We know that $M_{m \times n } $ is isomorphic to $R^{mn}$. Let's take a smooth manifold $\mathbb{M}$ in $R^{mn}$ and fix a point in $R^{n}$, say, $p$. Now realize the manifold $\mathbb{M}$ as a subset of $M_{m \times n}$. Let each matrix in the subset so realized act on $p$, and we get a subset of $R^{m}$. So, what can be said about this subset of $R^{m}$. Is this always a manifold? How does it's topological properties depend on $p$ and the initially chosen smooth manifold $\mathbb{M}$, can we find some invariant topological properties which are preserved under some conditions from $\mathbb{M}$ and the newly found subset of $R^{m}$

Some idea We can think of the manifold acting on $p$ as a linear map associated with $p$ acting on the manifold and mapping it to a lower-dimensional Euclidean space. So in essence what we have is a linear mapping of a manifold, and we are interested in investigation of is there anything interesting happening when we change the linear map induced by $p$ or when we alter the choice of manifold $M$.

Background

I read Loring Tu's "Introduction to smooth manifolds" for my MS thesis. " but I hadn't covered Cohomology of smooth manifolds well. I am not able to "use" the theory I read so far. Would you suggest a way to think about the above problem? Some sort of hint to start with?

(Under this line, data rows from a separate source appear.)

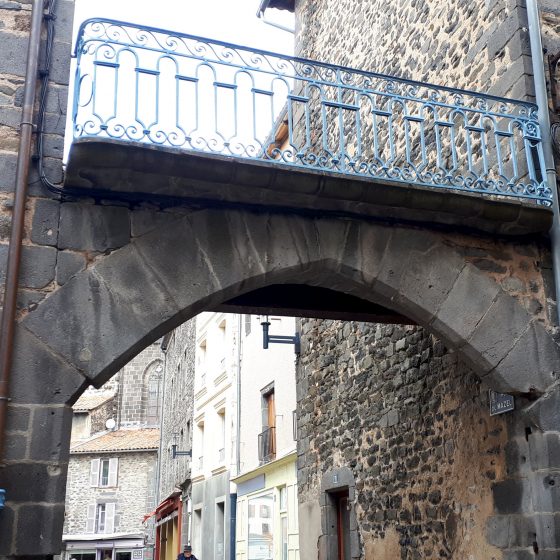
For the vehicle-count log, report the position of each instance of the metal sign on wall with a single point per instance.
(500, 403)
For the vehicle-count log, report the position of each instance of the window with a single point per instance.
(222, 345)
(283, 498)
(201, 363)
(152, 402)
(104, 472)
(267, 438)
(219, 531)
(82, 555)
(101, 518)
(222, 444)
(197, 529)
(261, 539)
(284, 522)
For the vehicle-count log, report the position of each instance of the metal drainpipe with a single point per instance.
(238, 427)
(544, 122)
(261, 14)
(7, 328)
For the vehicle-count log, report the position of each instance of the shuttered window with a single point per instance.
(90, 523)
(104, 472)
(94, 473)
(101, 518)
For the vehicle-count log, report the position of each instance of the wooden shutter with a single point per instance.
(90, 524)
(113, 472)
(94, 473)
(110, 517)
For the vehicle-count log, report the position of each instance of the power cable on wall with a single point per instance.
(49, 17)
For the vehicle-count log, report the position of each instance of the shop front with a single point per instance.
(168, 527)
(92, 547)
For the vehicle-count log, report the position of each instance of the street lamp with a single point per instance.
(277, 338)
(175, 452)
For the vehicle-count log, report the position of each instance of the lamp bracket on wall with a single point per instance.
(175, 453)
(279, 339)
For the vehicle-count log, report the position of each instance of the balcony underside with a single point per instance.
(296, 300)
(152, 172)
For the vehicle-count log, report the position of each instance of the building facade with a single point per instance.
(267, 504)
(173, 513)
(213, 500)
(112, 472)
(99, 272)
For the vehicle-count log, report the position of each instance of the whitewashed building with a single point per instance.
(112, 473)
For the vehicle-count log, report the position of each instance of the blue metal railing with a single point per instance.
(149, 85)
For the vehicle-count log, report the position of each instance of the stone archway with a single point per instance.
(89, 328)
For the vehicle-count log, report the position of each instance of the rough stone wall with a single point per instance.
(178, 408)
(412, 423)
(523, 269)
(472, 44)
(134, 494)
(42, 268)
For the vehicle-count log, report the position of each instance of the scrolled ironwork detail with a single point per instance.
(149, 85)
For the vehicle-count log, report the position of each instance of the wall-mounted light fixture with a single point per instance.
(277, 338)
(175, 452)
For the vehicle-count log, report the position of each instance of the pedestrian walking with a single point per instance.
(187, 554)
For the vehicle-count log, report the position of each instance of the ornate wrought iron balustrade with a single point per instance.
(149, 85)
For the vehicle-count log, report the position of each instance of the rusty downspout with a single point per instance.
(7, 328)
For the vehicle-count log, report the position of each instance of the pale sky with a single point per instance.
(234, 21)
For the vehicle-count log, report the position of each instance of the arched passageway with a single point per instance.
(90, 327)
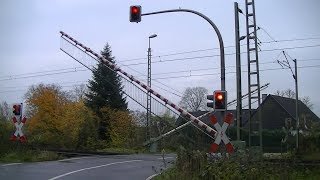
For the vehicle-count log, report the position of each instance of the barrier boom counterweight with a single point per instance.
(114, 67)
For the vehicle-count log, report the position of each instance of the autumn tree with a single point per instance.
(120, 128)
(194, 99)
(45, 104)
(55, 120)
(4, 111)
(105, 90)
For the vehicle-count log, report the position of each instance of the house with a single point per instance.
(276, 112)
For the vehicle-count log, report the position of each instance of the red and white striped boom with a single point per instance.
(114, 67)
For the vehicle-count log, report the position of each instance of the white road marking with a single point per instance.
(167, 158)
(152, 176)
(11, 164)
(70, 159)
(94, 167)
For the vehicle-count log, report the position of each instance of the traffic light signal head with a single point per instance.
(135, 14)
(220, 100)
(17, 110)
(210, 104)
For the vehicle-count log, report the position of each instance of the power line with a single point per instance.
(49, 74)
(231, 72)
(216, 55)
(9, 77)
(205, 69)
(210, 49)
(196, 75)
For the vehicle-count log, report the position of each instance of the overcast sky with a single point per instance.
(30, 43)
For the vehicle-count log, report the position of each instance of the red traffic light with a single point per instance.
(17, 110)
(220, 100)
(135, 13)
(219, 96)
(134, 10)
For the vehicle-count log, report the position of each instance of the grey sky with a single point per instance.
(30, 42)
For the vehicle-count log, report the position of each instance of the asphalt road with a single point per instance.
(117, 167)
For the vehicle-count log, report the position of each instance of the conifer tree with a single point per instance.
(105, 90)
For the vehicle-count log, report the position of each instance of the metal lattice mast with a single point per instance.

Currently, I am not enrolled in a PhD program, for a year, I have to do some project or independent study, I was thinking of delving into the above problem deeply and maybe publishing.

Any references or any suggestions in general will be very much appreciated.

Answer 1

Let me write $\mathbb M\cdot p$ for the set $\{Mp,M\in\mathbb M\}\subset\mathbb R^m$. Clearly it is a linear image of a manifold, which already gives you some amount of information. However, it may not be a manifold; for instance, if $\gamma$ is any smooth curve in the plane, then the set of $2\times2$ matrices of the form $$\begin{pmatrix}\gamma_1(t) & t \\ \gamma_2(t) & 0 \end{pmatrix}$$ is a manifold (as the image of a proper, smooth, injective immersion). However, for this $\mathbb M$ and $p=(1,0)$, we clearly have $\mathbb M\cdot p=\operatorname{im}\gamma$, so it is a manifold if and only if the image of $\gamma$ is, which may not be the case (say for $\gamma(t)=(1-t^2,t^3-t)$ for instance).